Compliance Centre

Do your own assessment, with a running start

Practical, Canada-first resources to help you and your privacy advisor assess DirectScribe under PIPEDA and your province's health-privacy law (in Ontario, PHIPA). We do not market against US HIPAA.

How the design maps to common assessment questions

A starting point for your PIA — confirm each against your own configuration and your regulator's current guidance.
Assessment questionHow DirectScribe is designed
Who receives PHI?Only the transcription and intelligence vendors you choose. There is no DirectScribe server in the path.
Is the patient recorded?No. Only the physician's voice is recorded for dictation; it is not an ambient scribe.
Where are credentials stored?API keys are held in the macOS Keychain, protected by your login and FileVault.
How long is data kept?On your retention window (7/30/90 days) plus a session-end delete. Deletion is logged.
Can you evidence data flows?Yes — a PHI-free, tamper-evident audit log records every transmission and deletion.
Is there vendor lock-in?No. Bring your own keys; switch vendors; run note-shaping locally with LM Studio.
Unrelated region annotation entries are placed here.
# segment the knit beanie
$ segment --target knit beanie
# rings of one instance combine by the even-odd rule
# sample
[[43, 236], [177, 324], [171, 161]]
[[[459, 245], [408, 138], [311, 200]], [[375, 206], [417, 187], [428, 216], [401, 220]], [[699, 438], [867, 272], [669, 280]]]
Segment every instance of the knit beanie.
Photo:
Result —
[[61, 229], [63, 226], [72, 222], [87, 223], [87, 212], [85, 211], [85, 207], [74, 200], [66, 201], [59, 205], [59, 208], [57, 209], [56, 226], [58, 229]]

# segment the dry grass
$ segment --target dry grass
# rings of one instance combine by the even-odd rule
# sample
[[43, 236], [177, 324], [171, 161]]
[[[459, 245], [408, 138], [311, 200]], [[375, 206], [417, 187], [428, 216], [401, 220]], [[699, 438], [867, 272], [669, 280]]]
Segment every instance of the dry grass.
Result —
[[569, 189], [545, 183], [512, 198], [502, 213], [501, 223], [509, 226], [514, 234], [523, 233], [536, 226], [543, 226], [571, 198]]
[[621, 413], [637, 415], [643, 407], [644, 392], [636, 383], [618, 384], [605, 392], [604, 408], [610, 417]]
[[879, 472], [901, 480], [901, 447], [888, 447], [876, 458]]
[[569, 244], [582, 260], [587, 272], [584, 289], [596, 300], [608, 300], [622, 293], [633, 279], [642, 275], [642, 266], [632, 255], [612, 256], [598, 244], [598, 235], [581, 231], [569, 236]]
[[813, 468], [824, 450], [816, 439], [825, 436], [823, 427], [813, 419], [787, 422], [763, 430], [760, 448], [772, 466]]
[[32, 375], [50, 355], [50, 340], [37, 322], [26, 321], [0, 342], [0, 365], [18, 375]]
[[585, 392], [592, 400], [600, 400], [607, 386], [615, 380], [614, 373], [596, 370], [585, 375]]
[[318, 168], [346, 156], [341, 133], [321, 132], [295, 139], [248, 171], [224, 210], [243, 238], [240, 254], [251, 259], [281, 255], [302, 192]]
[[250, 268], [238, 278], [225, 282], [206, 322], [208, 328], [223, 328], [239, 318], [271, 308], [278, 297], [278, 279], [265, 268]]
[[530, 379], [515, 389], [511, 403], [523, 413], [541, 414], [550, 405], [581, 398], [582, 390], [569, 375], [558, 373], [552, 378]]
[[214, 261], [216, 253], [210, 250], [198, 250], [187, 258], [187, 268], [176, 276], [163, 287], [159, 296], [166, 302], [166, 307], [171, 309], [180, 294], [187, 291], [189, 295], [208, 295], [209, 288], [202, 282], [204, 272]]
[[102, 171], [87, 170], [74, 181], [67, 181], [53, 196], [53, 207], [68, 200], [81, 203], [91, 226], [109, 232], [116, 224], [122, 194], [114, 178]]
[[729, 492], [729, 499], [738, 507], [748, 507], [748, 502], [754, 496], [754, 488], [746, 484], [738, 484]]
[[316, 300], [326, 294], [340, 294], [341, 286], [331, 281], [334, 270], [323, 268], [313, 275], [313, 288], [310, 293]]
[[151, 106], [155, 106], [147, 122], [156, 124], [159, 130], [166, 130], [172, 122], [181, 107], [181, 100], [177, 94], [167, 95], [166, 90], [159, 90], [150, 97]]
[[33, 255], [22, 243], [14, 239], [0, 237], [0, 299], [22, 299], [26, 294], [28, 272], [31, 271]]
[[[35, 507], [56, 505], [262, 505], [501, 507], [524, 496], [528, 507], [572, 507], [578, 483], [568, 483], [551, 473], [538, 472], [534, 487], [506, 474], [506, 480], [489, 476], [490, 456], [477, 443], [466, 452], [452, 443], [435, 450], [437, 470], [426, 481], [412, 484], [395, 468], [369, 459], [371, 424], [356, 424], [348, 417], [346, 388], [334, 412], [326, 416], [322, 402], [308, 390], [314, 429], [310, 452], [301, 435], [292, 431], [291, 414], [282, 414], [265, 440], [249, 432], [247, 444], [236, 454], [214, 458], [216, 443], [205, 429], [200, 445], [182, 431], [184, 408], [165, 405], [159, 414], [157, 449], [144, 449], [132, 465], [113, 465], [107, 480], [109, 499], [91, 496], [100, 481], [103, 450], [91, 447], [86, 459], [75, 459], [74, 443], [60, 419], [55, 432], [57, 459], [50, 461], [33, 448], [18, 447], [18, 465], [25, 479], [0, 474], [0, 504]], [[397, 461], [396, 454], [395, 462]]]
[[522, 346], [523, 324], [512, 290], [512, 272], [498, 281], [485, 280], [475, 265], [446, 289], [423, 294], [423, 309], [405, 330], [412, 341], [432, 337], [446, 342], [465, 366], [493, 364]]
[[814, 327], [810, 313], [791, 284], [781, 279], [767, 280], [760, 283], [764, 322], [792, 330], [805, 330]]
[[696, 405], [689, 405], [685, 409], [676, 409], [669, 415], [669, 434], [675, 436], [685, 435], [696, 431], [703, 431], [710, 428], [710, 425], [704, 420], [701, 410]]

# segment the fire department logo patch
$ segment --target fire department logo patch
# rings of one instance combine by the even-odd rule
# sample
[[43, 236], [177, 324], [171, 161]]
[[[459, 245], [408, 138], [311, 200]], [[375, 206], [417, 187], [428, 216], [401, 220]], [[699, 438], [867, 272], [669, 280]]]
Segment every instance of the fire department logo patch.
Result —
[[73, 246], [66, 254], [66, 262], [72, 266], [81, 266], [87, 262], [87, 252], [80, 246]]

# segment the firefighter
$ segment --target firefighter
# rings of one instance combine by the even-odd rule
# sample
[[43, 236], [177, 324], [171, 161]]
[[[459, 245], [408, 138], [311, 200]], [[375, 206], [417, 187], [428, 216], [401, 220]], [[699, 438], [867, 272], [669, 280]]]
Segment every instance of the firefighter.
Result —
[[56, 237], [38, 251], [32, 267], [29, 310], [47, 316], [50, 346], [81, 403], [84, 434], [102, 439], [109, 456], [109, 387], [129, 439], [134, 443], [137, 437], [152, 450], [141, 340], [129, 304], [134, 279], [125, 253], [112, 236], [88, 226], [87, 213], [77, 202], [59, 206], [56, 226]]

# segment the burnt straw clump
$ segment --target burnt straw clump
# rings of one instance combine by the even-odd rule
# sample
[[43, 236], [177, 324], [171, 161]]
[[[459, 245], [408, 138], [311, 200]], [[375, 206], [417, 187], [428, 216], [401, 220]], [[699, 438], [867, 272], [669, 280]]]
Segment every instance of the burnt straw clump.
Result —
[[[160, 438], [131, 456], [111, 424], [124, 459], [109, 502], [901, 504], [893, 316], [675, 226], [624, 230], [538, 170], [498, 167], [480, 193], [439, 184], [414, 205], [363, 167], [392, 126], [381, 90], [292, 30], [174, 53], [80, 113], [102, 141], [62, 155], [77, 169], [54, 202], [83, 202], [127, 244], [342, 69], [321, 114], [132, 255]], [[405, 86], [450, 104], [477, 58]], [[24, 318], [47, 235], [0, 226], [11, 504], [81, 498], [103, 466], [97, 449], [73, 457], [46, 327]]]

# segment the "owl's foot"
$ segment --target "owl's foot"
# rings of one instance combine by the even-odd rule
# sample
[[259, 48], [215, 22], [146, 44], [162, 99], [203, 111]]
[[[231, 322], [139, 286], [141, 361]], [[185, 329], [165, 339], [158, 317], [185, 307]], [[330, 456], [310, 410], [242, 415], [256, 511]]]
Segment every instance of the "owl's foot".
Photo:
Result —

About the audit log, so no one over-claims

DirectScribe's audit log is a transmission-and-deletion transparency record. It is explicitly not a PHIPA s.10.1 access-audit log: that section is enacted but not yet in force, and it concerns logging who views a patient's record. The app logs sends and deletes, not PHI access — and your EMR remains the system of record for the clinical note and its access history. The log helps you evidence where data went and when it was removed; it does not, by itself, satisfy any regulatory audit obligation.